For about the past 10,000 years, Indian tribe members have taken big nets to the Columbia River where the water runs fast and used the nets to scoop out salmon.
When the industrialized Europeans came in the mid-1800s, they knew a good idea when they saw it. The Indians caught so much salmon, so quickly, that some enterprising Europeans quickly realized they could make a killing scooping out fish, canning them and selling them cheap. But not being inclined to stand around on fishing platforms as the sun beat down on them, they mechanized the method.
Thus the fish wheel came to the Columbia. Its sort of like a paddlewheel with baskets on the ends, with a wooden flume built downstream to divert a big cross-section of the migrating fish into its path. The current turned the wheel, the baskets scooped out all the fish that are carried through the flume, and the cannery built nearby processed them into little flat tins.

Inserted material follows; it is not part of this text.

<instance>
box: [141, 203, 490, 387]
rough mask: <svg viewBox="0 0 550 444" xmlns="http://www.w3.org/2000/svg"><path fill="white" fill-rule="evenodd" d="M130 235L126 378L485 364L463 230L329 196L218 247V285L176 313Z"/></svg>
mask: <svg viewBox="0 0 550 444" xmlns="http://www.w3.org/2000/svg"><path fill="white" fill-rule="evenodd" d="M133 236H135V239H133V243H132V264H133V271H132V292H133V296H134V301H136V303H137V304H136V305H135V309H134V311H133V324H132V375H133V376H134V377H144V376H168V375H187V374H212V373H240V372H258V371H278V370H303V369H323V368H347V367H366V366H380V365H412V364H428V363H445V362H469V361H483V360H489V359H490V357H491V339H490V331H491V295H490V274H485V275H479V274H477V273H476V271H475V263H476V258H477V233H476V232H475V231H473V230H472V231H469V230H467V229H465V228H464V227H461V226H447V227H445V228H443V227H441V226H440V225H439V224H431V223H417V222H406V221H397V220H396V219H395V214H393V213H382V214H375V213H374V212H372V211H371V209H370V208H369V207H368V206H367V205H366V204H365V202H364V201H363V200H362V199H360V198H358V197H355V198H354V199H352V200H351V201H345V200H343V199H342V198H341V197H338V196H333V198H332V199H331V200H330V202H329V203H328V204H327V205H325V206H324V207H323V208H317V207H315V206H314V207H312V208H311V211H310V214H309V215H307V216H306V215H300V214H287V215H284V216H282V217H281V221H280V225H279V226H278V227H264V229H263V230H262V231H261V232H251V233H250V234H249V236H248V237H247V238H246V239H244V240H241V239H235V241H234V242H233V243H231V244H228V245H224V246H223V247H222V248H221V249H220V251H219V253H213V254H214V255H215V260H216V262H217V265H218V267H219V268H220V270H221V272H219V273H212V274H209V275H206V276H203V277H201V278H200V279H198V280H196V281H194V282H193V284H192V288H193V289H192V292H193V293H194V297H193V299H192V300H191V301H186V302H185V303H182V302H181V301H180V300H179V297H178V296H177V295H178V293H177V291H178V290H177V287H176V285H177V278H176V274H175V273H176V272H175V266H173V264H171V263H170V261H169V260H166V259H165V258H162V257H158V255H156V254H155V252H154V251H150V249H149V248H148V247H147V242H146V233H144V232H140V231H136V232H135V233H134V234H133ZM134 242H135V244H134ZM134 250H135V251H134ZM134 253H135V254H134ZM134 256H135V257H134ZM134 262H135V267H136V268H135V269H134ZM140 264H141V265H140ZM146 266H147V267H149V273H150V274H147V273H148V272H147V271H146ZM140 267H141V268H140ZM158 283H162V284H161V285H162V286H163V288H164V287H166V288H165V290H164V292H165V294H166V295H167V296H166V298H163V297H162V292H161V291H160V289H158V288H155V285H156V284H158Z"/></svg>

To give you an idea of how many fish these things scooped out of the river: One built in 1887 about five miles from The Dalles pulled 418,000 pounds of fish out of the river in 1906 alone. By that time, there were more than 75 others like it lining the shores of the river where it ran fast.
Not surprisingly, the operators started noticing the catches dwindling as the 1900s wore on. But their response was to blame the gillnetters the boat operators on the lower Columbia who were also hauling out tons of fish.